Authorities in Sierra Leone have declared a three-day national lockdown a “success” after the curfew was lifted Sunday night, according to the BBC. Dozens of new Ebola infections were detected as a result of the curfew, which would not be extended, officials said. However, some residents remained wary of health workers who went door-to-door during the lockdown to identify cases of Ebola.

"Even though the exercise has been a huge success so far, it has not been concluded in some metropolitan cities like Freetown and Kenema," Stephen Gaojia, head of the Emergency Operations Centre that leads the national Ebola response, told Reuters. He said the lockdown could not be extended because its intentions had “largely been met.”

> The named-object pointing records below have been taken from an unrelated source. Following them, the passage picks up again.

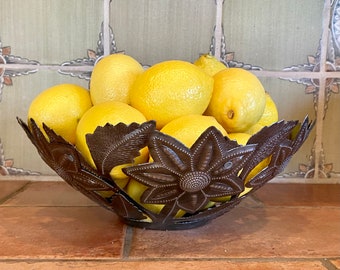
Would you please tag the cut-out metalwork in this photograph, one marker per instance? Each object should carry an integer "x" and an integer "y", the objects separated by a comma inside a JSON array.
[
  {"x": 313, "y": 87},
  {"x": 182, "y": 179},
  {"x": 91, "y": 59},
  {"x": 7, "y": 165},
  {"x": 7, "y": 59}
]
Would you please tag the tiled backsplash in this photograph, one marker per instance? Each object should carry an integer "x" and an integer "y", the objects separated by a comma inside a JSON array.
[{"x": 286, "y": 43}]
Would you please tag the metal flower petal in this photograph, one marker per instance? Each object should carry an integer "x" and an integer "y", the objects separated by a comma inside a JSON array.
[{"x": 190, "y": 177}]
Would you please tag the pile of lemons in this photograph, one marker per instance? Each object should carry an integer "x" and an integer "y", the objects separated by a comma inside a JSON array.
[{"x": 183, "y": 98}]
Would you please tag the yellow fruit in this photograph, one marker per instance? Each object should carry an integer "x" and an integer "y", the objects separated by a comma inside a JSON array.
[
  {"x": 270, "y": 114},
  {"x": 242, "y": 139},
  {"x": 254, "y": 129},
  {"x": 188, "y": 128},
  {"x": 238, "y": 99},
  {"x": 112, "y": 78},
  {"x": 135, "y": 190},
  {"x": 171, "y": 89},
  {"x": 60, "y": 107},
  {"x": 209, "y": 64},
  {"x": 112, "y": 112}
]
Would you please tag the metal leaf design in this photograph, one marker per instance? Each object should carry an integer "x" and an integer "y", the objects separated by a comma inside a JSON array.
[
  {"x": 181, "y": 178},
  {"x": 120, "y": 144},
  {"x": 187, "y": 177}
]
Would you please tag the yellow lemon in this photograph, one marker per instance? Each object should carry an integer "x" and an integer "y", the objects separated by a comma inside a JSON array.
[
  {"x": 112, "y": 77},
  {"x": 60, "y": 107},
  {"x": 112, "y": 112},
  {"x": 209, "y": 64},
  {"x": 188, "y": 128},
  {"x": 254, "y": 129},
  {"x": 238, "y": 99},
  {"x": 135, "y": 190},
  {"x": 242, "y": 139},
  {"x": 171, "y": 89},
  {"x": 270, "y": 114}
]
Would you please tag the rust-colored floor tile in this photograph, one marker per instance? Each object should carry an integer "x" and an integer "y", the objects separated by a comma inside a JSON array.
[
  {"x": 9, "y": 187},
  {"x": 59, "y": 232},
  {"x": 49, "y": 193},
  {"x": 299, "y": 194},
  {"x": 156, "y": 265},
  {"x": 336, "y": 263},
  {"x": 249, "y": 233}
]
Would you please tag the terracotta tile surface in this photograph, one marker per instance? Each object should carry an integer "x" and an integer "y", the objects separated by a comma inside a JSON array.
[
  {"x": 59, "y": 232},
  {"x": 49, "y": 194},
  {"x": 336, "y": 263},
  {"x": 9, "y": 187},
  {"x": 49, "y": 225},
  {"x": 249, "y": 233},
  {"x": 157, "y": 265},
  {"x": 299, "y": 194}
]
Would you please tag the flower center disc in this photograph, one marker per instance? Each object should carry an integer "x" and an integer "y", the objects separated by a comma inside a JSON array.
[{"x": 194, "y": 181}]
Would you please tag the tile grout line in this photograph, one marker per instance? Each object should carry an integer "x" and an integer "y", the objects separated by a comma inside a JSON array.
[
  {"x": 6, "y": 198},
  {"x": 326, "y": 262}
]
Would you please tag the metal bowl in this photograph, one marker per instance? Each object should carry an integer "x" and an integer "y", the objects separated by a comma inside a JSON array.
[{"x": 201, "y": 182}]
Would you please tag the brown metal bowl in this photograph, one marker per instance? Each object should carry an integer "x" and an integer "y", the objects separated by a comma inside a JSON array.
[{"x": 180, "y": 178}]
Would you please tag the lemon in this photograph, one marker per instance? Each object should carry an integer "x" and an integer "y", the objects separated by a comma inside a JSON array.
[
  {"x": 188, "y": 128},
  {"x": 60, "y": 107},
  {"x": 254, "y": 129},
  {"x": 171, "y": 89},
  {"x": 242, "y": 139},
  {"x": 135, "y": 190},
  {"x": 270, "y": 114},
  {"x": 112, "y": 112},
  {"x": 112, "y": 78},
  {"x": 238, "y": 99},
  {"x": 209, "y": 64}
]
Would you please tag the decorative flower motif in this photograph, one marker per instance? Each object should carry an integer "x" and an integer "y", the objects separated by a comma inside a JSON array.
[{"x": 190, "y": 177}]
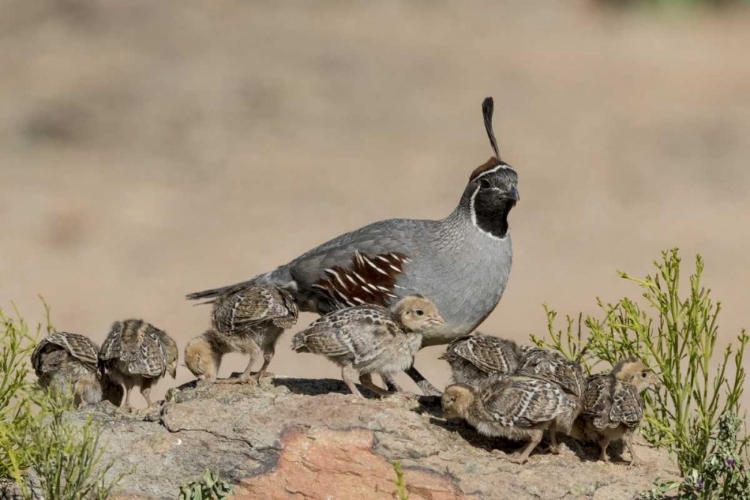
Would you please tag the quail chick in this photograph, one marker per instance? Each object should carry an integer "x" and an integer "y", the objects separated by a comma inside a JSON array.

The national curfew began Friday, confining most of the country’s 6 million inhabitants to their homes. Some 21,000 health workers went door-to-door to distribute soap, identify new cases and to spread awareness about the disease that has killed more than 2,600 people across West Africa. Nearly 1,500 of those killed by the virus lived in Liberia, the worst-hit country. Some 601 deadly cases occurred in Guinea and 562 in Sierra Leone, according to the World Health Organization. Nigeria has had eight people killed by Ebola.

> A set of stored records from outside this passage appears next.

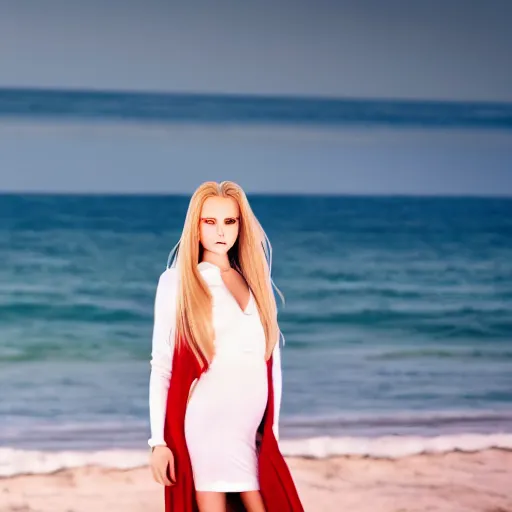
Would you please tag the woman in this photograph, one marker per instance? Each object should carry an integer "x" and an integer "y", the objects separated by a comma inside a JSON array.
[{"x": 215, "y": 385}]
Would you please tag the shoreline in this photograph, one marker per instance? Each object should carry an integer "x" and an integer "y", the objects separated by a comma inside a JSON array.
[{"x": 449, "y": 482}]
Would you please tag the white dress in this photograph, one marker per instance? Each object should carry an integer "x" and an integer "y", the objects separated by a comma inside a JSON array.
[{"x": 228, "y": 401}]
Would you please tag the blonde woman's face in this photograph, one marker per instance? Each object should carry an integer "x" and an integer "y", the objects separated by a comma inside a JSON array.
[{"x": 219, "y": 224}]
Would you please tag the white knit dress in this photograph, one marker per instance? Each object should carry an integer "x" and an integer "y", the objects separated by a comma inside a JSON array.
[{"x": 228, "y": 401}]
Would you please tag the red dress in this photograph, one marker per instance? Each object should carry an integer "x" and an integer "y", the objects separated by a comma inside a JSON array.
[{"x": 276, "y": 484}]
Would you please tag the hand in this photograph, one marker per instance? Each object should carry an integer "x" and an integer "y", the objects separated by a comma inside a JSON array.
[{"x": 162, "y": 465}]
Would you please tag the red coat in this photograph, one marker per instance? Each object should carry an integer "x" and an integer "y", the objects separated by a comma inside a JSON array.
[{"x": 276, "y": 484}]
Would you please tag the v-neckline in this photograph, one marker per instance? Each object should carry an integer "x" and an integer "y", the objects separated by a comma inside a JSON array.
[{"x": 239, "y": 307}]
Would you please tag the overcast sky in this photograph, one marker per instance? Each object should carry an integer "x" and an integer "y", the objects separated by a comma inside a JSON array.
[
  {"x": 438, "y": 49},
  {"x": 453, "y": 49}
]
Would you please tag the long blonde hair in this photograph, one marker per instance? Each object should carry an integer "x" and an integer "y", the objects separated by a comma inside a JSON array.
[{"x": 251, "y": 255}]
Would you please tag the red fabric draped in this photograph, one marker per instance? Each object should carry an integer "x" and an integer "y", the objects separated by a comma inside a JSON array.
[{"x": 276, "y": 484}]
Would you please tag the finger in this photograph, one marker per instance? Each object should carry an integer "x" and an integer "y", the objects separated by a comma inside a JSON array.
[
  {"x": 156, "y": 478},
  {"x": 171, "y": 474},
  {"x": 162, "y": 474}
]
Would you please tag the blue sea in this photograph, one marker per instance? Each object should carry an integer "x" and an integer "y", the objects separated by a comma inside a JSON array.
[{"x": 397, "y": 314}]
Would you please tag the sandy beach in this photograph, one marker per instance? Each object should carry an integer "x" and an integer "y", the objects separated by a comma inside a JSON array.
[{"x": 458, "y": 482}]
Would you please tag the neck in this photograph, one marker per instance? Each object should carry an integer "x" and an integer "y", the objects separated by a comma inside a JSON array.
[{"x": 220, "y": 261}]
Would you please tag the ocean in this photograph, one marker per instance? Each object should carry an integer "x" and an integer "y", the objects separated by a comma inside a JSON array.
[{"x": 397, "y": 314}]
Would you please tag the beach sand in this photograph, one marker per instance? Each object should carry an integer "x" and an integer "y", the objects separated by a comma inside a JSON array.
[{"x": 455, "y": 481}]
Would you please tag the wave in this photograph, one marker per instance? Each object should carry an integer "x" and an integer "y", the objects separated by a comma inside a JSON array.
[{"x": 18, "y": 462}]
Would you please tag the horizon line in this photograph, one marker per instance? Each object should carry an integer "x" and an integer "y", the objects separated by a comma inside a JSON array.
[{"x": 258, "y": 96}]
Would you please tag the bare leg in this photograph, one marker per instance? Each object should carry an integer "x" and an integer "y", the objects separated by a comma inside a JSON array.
[
  {"x": 211, "y": 501},
  {"x": 253, "y": 502}
]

Over 90 bodies were recovered across Sierra Leone by the end of Saturday, and about 123 people were tested for Ebola. Of these, 56 tested positive for the virus. Thirty-one tested negative and 36 were awaiting results, according to the Associated Press. Health workers used the lockdown to bury many of the bodies of those who had died from Ebola.

Many residents still feared that health workers were actually spreading the disease, a belief that has persisted in other countries, as well. Rumors continued in certain parts of Sierra Leone that the soap health workers passed out was causing people to become sick. "There was this lady shouting saying we want to kill her, she is not interested in the soap," one volunteer health worker told the AP. "We tried our … best to talk to her but she refused to take the soap. She is afraid."

Meanwhile, a second Spanish priest who had tested positive for Ebola was airlifted from Sierra Leone Monday for treatment in Spain. He reportedly contracted the virus while working as director of San Juan de Dios Hospital in Sierra Leone and is the second Spanish priest to become infected. The first priest died in Madrid last month.